Microsoft released Windows 10 for free to pre-registered users on July 29, 2015, and there have already been reviews, criticisms, and analysis of the new operating system coming in from all directions. The issue of privacy has become quite the talking point.
For some, the amount of data Microsoft is collecting through Windows 10 amounts to massive loss of privacy. Others are less pessimistic and view Microsoft’s data collection as part of the continuing evolution of gathering data on users of a company’s product.
Companies such as Google, Apple, and Microsoft seem to make regular practice of collecting user data in order to better integrate a personal computing interface with other systems and cloud-based services.
Ultimately, what was once considered violations of privacy, such as location tracking, is now commonplace and accepted. With the tap of a button, they can help us locate the closest Dominoes, find the cheapest gasoline in the city, or even tell report the hours of the nearest Costco without the user having to constantly re-enter his zip code or address.
Thus, there are many things to balance when deciding which settings to change in Windows 10 to protect your privacy. If privacy is valued above all other rights, then that means that a user might sacrifice time, productivity, or connection to the virtual market. What privacy settings are selected, therefore, becomes the user’s choice.
Locating Privacy Settings
The first step toward protecting your privacy is by locating the Privacy Settings which requires you to first locate the Settings menu. There are two ways to do this. If the Cortana feature is activated, you can search from the task-bar as shown below:
If Cortana is not activated, then you can still activate the settings from your start menu. The start menu for Windows 10 is highly customization and an icon that opens your settings menu may or may not be present based on how the menu has been set up. If there is a link to settings, you can simply click on it. If not, search for “settings” in the search bar as you would with the Cortana tool bar extension:
After completing these steps and opening up the settings menu, find the privacy tab and click on it.

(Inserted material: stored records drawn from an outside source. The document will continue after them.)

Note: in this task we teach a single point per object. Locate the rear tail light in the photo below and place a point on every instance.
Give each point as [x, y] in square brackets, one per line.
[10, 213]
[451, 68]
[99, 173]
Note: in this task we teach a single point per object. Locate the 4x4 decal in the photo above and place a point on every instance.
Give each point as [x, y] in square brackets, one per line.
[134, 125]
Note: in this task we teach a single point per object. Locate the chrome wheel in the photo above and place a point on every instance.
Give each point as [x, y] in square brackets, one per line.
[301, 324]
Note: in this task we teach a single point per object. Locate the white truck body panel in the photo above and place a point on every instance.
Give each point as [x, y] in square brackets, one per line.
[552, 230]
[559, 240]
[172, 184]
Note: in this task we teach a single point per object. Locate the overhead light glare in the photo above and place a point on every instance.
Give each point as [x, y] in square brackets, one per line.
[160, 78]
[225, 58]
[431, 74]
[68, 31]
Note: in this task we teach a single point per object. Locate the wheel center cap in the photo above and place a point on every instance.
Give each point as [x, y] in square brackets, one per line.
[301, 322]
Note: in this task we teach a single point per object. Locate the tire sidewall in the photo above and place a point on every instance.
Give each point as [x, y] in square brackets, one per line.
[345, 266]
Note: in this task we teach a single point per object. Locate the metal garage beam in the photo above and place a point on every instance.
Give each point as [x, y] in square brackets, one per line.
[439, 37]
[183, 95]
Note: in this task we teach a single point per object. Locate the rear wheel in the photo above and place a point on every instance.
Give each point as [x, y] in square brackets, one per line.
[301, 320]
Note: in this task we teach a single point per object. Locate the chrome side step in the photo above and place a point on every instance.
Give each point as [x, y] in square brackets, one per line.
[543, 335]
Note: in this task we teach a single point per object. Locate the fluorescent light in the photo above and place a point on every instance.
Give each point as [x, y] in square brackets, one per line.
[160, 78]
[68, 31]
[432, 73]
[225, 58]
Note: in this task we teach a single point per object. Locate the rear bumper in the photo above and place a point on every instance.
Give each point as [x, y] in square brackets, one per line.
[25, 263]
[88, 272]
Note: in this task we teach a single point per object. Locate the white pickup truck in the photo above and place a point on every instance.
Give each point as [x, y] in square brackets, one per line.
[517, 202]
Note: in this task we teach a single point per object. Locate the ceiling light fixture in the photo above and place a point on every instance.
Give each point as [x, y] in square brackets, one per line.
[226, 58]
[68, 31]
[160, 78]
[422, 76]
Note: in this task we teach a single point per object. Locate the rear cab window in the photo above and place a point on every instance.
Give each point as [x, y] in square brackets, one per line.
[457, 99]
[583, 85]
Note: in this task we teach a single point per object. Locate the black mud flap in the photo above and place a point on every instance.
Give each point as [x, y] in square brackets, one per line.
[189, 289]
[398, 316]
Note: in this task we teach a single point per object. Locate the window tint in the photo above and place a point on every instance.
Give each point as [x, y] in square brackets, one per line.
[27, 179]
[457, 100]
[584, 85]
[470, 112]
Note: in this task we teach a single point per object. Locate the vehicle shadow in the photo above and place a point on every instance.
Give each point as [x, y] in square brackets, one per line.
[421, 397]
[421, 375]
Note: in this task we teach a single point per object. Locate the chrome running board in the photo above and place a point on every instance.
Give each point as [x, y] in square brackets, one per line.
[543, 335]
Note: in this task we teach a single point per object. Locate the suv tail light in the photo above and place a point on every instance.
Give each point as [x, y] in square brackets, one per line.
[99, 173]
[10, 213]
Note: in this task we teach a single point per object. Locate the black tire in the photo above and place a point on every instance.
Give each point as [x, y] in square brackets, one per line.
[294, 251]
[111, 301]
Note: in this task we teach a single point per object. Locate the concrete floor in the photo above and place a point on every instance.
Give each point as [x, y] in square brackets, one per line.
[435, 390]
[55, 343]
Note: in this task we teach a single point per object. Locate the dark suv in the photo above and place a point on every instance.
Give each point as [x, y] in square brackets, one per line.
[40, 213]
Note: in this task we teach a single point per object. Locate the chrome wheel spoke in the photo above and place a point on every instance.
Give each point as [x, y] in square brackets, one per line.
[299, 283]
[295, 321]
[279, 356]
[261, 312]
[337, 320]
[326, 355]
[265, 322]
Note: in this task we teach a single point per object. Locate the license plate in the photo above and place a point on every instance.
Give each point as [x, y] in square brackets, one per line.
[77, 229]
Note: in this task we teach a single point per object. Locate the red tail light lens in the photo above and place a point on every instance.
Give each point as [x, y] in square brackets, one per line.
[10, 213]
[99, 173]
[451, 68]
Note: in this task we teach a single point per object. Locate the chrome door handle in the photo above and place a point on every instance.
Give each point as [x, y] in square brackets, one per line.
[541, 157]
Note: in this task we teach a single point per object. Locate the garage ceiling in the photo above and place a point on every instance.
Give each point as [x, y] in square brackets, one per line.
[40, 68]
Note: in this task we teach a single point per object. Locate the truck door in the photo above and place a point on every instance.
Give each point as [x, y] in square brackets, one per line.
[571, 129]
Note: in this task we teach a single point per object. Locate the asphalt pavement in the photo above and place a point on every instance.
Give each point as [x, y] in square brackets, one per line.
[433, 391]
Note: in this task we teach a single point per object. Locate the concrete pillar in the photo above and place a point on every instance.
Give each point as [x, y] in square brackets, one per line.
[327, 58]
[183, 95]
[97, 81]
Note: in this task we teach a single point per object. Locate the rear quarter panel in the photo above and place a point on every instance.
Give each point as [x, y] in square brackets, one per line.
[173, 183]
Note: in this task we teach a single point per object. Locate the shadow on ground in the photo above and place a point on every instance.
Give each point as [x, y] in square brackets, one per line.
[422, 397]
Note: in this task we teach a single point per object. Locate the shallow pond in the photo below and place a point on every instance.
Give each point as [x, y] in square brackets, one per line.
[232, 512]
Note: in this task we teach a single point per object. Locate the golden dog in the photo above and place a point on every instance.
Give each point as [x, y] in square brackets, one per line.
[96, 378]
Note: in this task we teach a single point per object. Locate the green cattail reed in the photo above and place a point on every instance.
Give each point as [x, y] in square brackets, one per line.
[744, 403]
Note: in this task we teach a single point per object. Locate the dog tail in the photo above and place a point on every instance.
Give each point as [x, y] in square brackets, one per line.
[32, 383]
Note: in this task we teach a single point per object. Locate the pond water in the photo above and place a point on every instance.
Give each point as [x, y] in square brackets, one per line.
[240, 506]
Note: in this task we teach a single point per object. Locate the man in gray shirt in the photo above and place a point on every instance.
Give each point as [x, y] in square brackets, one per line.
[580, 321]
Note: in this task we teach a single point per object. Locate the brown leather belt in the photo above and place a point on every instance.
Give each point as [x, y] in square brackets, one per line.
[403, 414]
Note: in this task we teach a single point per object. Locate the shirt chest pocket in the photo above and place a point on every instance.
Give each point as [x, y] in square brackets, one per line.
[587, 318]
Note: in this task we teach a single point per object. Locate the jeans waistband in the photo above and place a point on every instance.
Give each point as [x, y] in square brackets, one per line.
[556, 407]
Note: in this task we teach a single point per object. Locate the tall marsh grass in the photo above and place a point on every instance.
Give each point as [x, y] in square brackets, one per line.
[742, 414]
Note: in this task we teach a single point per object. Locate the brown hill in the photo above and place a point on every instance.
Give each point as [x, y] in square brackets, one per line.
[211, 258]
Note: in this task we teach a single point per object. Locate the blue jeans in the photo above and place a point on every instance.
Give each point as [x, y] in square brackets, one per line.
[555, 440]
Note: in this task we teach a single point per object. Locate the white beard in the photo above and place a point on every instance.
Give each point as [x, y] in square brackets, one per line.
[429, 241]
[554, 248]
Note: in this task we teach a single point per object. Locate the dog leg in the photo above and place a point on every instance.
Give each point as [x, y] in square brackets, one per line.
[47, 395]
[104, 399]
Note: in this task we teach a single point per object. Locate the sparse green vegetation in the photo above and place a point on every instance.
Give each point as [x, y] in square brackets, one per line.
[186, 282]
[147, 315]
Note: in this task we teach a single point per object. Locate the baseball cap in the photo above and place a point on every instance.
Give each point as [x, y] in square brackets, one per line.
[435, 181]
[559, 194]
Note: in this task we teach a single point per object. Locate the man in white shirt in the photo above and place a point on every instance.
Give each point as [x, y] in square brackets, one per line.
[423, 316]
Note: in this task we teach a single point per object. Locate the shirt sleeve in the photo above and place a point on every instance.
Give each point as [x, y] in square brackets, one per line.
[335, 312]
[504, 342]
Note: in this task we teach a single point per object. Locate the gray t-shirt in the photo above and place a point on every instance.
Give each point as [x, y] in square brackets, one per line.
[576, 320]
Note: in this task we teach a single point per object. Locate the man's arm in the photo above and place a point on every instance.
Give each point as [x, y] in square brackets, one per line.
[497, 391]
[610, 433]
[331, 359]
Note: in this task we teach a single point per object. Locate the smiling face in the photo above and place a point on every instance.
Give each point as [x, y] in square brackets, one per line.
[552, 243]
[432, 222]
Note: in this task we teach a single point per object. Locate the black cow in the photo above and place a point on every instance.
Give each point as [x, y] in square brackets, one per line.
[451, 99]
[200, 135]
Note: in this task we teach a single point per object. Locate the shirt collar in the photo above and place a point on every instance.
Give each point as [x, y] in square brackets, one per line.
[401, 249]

Determing Which Privacy Settings to Change
The privacy tab will reveal a dozen different areas in which privacy settings can be turned or off for various functions. Some privacy settings, when changed, will alter the way the operating system functions. An image of the privacy tab is shown below:
The general settings are some of the most controveral. For one, Windows 10 by default analyzes every key you strike on your keyboard and observes your behavior to target advertisements to you. Now behavior-generated advertisements isn’t new, but installing these advertisements onto the user interface of the system is a step beyond the limits of web-based advertising. Luckily, this feature can be shut off so that neither Windows nor third-party apps can see what you do or target your PC with ads. Further though, Windows guarentees that they are only watching every key typed to provide better service. This seems a bit excessive, and many recommend shutting this feature off.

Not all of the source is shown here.